Dai dati riferiti nel corso della tavola rotonda è emerso chiaramente come la scelta di una alimentazione che escluda cibi di origine animale può davvero essere la chance per il futuro del nostro pianeta che, con gli attuali ritmi di sfruttamento delle risorse naturali, rischia seriamente il collasso nel giro di pochi decenni. Campanello d’allarme, gli ormai conclamati mutamenti climatici con conseguenti altissimi costi sociali in termini di distruzione e perdite di vite umane.

Ma vediamo alcuni di questi fattori. Il primo, ricavabile dalle ricerche Eurostat (dunque inoppugnabile), ma taciuto dal nostro Ministero della Salute, riguarda proprio la fascia senior ed è il drastico crollo che si è verificato tra il 2004 e il 2012 (ultimi dati disponibili) del livello di salute nella popolazione italiana. Vediamo di cosa si tratta. A fronte di un progressivo aumento della vita media, dovuto soprattutto al miglioramento delle terapie mediche, si è assistito in parallelo a un calo della soglia dell’età in cui insorgono malattie croniche come il diabete, malattie invalidanti come l’infarto e i tumori, malattie degenerative come l’Alzheimer e il Parkinson. Questa soglia (chiamata vita attiva sana) era di 71 anni nel 2004 mentre è scesa a 62 anni nel 2012. In altre parole fino a 11 anni fa chiunque poteva sperare di arrivare a 71 anni senza contrarre alcuna malattia cronica, oggi questa aspettativa si limita a 62 anni. Motivo? Oltre ai fattori di costante inquinamento dell’ambiente in cui viviamo, questo crollo è stato individuato dai ricercatori di Eurostat nella catena alimentare: infiammazione cronica sub-clinica, causa principale delle malattie più importanti, e veri e propri veleni accumulati nel grasso animale e passati quindi in quello umano, sono tra le cause scatenanti delle patologie citate. Insomma, è sempre più vero che siamo quello che mangiamo. E la dieta con presenza di carne non aiuta.

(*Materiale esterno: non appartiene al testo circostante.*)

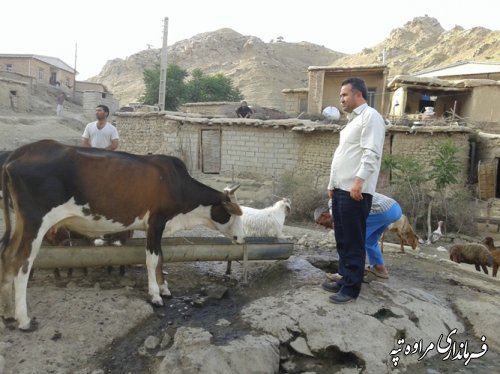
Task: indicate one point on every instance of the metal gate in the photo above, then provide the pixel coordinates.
(211, 151)
(487, 179)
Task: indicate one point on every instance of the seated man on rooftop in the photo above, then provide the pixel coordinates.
(244, 111)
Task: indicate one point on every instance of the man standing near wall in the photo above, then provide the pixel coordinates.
(101, 133)
(353, 178)
(60, 103)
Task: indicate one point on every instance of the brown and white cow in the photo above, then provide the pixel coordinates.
(93, 191)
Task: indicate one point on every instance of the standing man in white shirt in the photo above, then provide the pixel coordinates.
(353, 178)
(101, 133)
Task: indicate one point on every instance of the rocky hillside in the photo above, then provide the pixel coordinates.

Altro dato preoccupante: secondo Nomisma un italiano su tre (31%) è sovrappeso e uno su dieci (11%) soffre di obesità. Eppure l’87% degli italiani “Ritiene di seguire un’alimentazione sana ed equilibrata” (la famosa Dieta Mediterranea). Invece i prodotti industriali, gli alimenti raffinati, i grassi saturi stanno modificando sempre più anche le nostre antiche abitudini a tavola. Il grasso, il sapido e il dolce hanno preso posto delle fibre, degli antiossidanti, dei sali minerali contenuti nelle piante. La riprova? Negli ultimi 15 anni il consumo di frutta e verdura è calato costantemente (1,5 kg in meno pro capite ogni anno). Un trend che non ha avuto a che fare con la crisi, iniziata nel 2008. Nel 2014 ognuno di noi ha consumato in media 360 g di ortofrutta al giorno, al di sotto di quei 400 g che i nutrizionisti indicano come razione giornaliera raccomandata (rgr). Nel 2000 eravamo ben al di sopra di questa quota. Sempre dal 2000 a oggi i consumi di frutta sono calati del 15% e quelli di verdura del 6%.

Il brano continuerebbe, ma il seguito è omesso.